For C‑suite and city leaders: practical next steps
Run pilots, but run them like experiments—with KPIs, public reporting and worker transition plans. Your checklist:
- Define safety KPIs: incidents per 100k miles, remote assists per 1,000 trips, mean time to recover from a failure.
- Mandate transparency: incident disclosures, remote assistance logs, data access for regulators and independent auditors.
- Measure economics: cost per mile, utilization rate, average trip fare vs incumbent ride‑hailing, and subsidy needs.
- Protect curbspace: time‑limited pickup/dropoff bays and dynamic pricing to disincentivise deadheading.
- Plan workforce transitions: retraining funds, redeployment programs, and partnerships with local unions and training providers.
- Harden cybersecurity: authenticated remote operator channels, encrypted telemetry and regular third‑party penetration testing.

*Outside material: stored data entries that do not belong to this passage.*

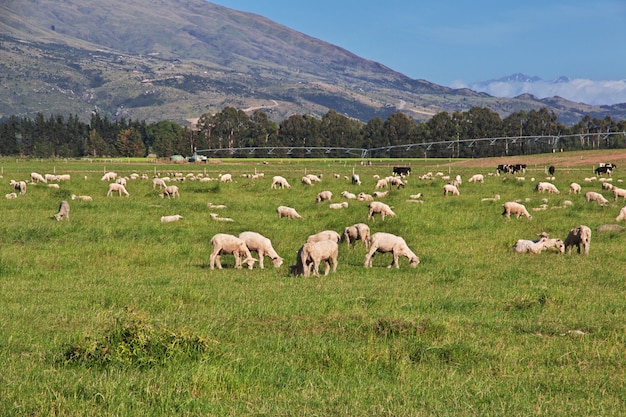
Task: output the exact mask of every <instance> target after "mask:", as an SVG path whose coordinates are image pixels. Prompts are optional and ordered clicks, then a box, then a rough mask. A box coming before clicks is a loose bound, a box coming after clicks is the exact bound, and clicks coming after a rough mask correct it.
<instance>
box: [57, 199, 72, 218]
mask: <svg viewBox="0 0 626 417" xmlns="http://www.w3.org/2000/svg"><path fill="white" fill-rule="evenodd" d="M54 218H55V219H57V220H62V219H67V220H69V219H70V203H68V202H67V201H65V200H63V201H61V203H60V204H59V211H58V212H57V214H55V215H54Z"/></svg>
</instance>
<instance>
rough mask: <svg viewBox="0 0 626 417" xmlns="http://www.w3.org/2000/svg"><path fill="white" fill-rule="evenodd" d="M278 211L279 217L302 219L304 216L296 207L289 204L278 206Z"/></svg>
mask: <svg viewBox="0 0 626 417" xmlns="http://www.w3.org/2000/svg"><path fill="white" fill-rule="evenodd" d="M276 213H278V218H279V219H281V218H283V217H287V218H289V219H301V218H302V216H300V215H299V214H298V212H297V211H296V209H294V208H292V207H287V206H278V208H277V209H276Z"/></svg>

Metrics dashboard to require from pilots
- Trip volume and utilization (trips per vehicle per day)
- Incidents per 100k miles and breakdown by severity
- Remote assists per 1,000 trips and average latency to intervene
- Customer satisfaction and accessibility service scores
- Cost per mile and subsidy per trip (if any)
Policy makers: three fast rules
- Insist on local oversight: require physical or legal presence for remote operators and clear chains of liability.

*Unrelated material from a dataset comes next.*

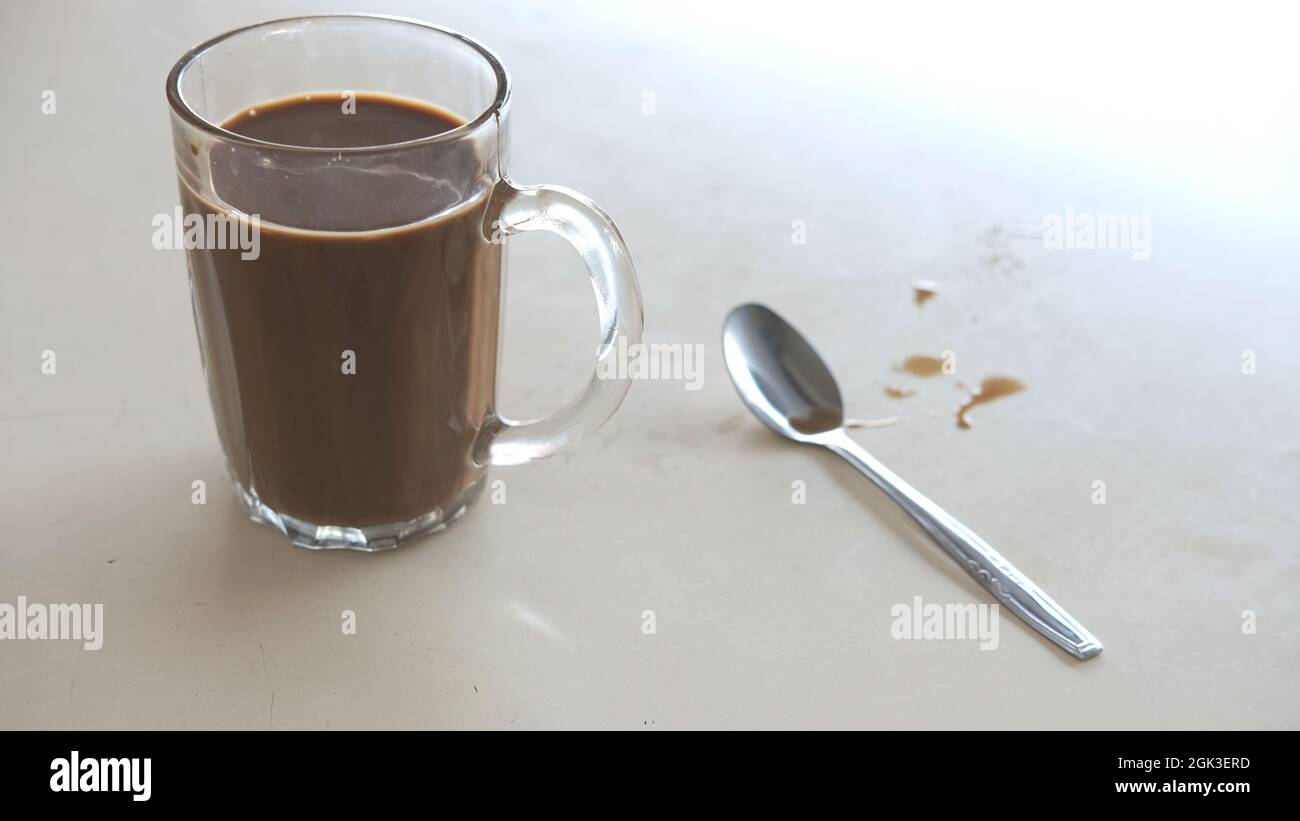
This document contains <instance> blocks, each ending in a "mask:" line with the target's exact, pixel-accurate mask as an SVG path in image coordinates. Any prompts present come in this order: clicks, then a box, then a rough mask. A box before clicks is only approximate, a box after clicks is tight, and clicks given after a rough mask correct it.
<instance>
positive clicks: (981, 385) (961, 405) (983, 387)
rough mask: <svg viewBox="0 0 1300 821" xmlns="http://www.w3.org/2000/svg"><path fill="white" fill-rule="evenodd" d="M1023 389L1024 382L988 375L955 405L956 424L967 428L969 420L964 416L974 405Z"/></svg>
mask: <svg viewBox="0 0 1300 821" xmlns="http://www.w3.org/2000/svg"><path fill="white" fill-rule="evenodd" d="M1023 390H1024V383H1023V382H1021V381H1019V379H1013V378H1011V377H988V378H987V379H984V381H983V382H980V383H979V387H978V388H975V390H972V391H971V392H970V394H967V396H966V400H965V401H962V404H961V405H958V407H957V426H958V427H961V429H963V430H965V429H969V427H970V426H971V422H970V420H969V418H967V417H966V414H967V413H970V409H971V408H974V407H975V405H984V404H988V403H991V401H993V400H995V399H1001V398H1004V396H1010V395H1011V394H1019V392H1021V391H1023Z"/></svg>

- Protect public value: set data sharing requirements (anonymised trip/incident data) and limit undue exclusivity for platform providers.
- Balance mobility investments: tie any public support for AVs to parallel investments in transit, active travel and equitable access programs.
Key takeaways
- Robotaxis are real—but not yet frictionless. Technology has progressed, but rare edge cases, operational costs and human factors still demand oversight.
- How you deploy matters as much as whether you deploy. Choices about curb management, pricing and data governance will determine if AVs relieve or worsen congestion and inequity.
- Transparency and KPIs beat marketing: demand incident data, remote‑assist logs and concrete cost models before scaling.
- Plan for people: workforce transition and clear regulatory guardrails will decide the political feasibility of any roll‑out.
Robotaxis are a hinge point, not a hammer. If leaders treat them as a gadget to be added to the status quo, cities will pay in congestion, lost jobs and stunted mobility choices. If they treat robotaxis as one tool in a broader mobility strategy—with strict pilots, public accountability and active investment in transit and active travel—robotics and AI can amplify the public good rather than capture it.